Worse yet, it encourages those in the relationship not to talk to each other, for fear of prejudicing their pre-constructed legal protections. They may even feel, without Legal’s sanction, they cannot. This is exactly opposite to the optimal outcome. If there is a problem, get on the phone. Talk. Flex that relationship. Reinforce the trust and credit you have accumulated. In a positive-sum relationship, each party’s ultimate outcome is the other’s wellbeing. The longer they live the longer the relationship can last. The value of the relationship to each side is a function of time.[2]
Epistemology of certainty
May we take Descartes as read? It gets more interesting a little later on.
- certainty in the sense of being solved: if you have solved the puzzle no-one wants to play the game. This is trivial to understand for noughts and crosses; we fancy we can get there with checkers, but chess and go while, technically capable of being solved, have not got there yet. But if at any point on the board there is an optimal move — and in a zero-sum game, there must be — then that includes the first move. In which case, there is no longer a point in playing. It becomes not a competition of wits, but of memory and data processing. That’s no longer interesting.

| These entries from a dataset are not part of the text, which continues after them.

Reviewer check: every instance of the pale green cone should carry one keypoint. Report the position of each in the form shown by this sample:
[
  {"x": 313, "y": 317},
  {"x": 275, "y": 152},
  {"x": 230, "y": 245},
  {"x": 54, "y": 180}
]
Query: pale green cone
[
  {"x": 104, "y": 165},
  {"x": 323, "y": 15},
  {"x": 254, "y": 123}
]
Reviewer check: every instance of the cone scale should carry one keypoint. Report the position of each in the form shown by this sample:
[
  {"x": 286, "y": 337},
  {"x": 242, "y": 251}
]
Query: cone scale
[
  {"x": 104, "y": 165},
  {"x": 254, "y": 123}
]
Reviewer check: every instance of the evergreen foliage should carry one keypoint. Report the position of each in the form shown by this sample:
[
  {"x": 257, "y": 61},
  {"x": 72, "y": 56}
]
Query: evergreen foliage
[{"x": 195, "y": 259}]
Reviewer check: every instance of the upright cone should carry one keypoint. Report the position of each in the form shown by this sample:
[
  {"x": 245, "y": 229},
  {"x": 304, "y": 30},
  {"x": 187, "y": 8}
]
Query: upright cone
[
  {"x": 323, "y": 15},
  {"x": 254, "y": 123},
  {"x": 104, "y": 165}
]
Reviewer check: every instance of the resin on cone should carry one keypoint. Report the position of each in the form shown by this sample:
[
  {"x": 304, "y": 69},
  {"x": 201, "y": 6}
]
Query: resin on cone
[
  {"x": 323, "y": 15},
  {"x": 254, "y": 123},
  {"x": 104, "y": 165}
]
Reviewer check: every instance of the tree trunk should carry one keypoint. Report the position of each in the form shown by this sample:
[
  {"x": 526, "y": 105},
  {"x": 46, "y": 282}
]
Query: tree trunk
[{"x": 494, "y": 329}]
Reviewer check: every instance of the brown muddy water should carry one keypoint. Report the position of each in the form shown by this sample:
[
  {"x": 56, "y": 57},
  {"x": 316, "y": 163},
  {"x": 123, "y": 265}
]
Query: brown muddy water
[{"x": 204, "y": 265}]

- certainty in the sense of utter truth: If there is a single truth and it is deductible, then any inconsistent view is at best sub-optimal: wasteful and possibly dangerous. There are objective grounds for suppressing any views other than the true one.
- certainty in the sense of favouring the paper over the relationship: A contract, remember is a second-order derivative account of a business relationship. We hope, once it is inked, one will not have to look at it again. A sense of certainty about the contents of the contract disincentives proactive management of a relationship which, being a relationship, and all, is a dynamic thing. Hence how retrograde the idea of a no oral modification clause: this is to afford a static written memorial priority over a living, organic relationship.
- certainty as a function of a simple system: If we take it that truth is a property of a sentence, not of the world[3] and a sentence is an artefact of a language, then language would have to be a closed logical system, to which both (or all) parties to that truth were fully conversant. Not only, typically, are they not — languages are quite loose things and hard to draw boundaries — but languages are not closed logical systems. This we owe to Goedel. We can, with our wordgames, minimise indeterminacy (legal language is a good example of where we do this, by convention eliminating metaphor, avoiding slang and informal construction and where, even after that, there is potential ambiguity, minimising it with definitions, but even there, the best we can hope for is that our static document can describe the order, state and function of a simple, or complex system. It cannot describe a complex system (essentially one where individual agents with conflicting interests and language structures interact. But commerce occurs in exactly that type of environment.
See also
References
- ↑ Mine was especially mellifluous: Hello, Professor Rowe, if you are reading, 32 years later!
- ↑ This is logically true: if a relationship has a positive value — any value greater than nil — then prolonging it is the best outcome. If the relationship has a negative value for either side, that side should end it now, regardless of its prognosis. Why wait?
- ↑ Richard Rorty: Contingency, Irony, and Solidarity.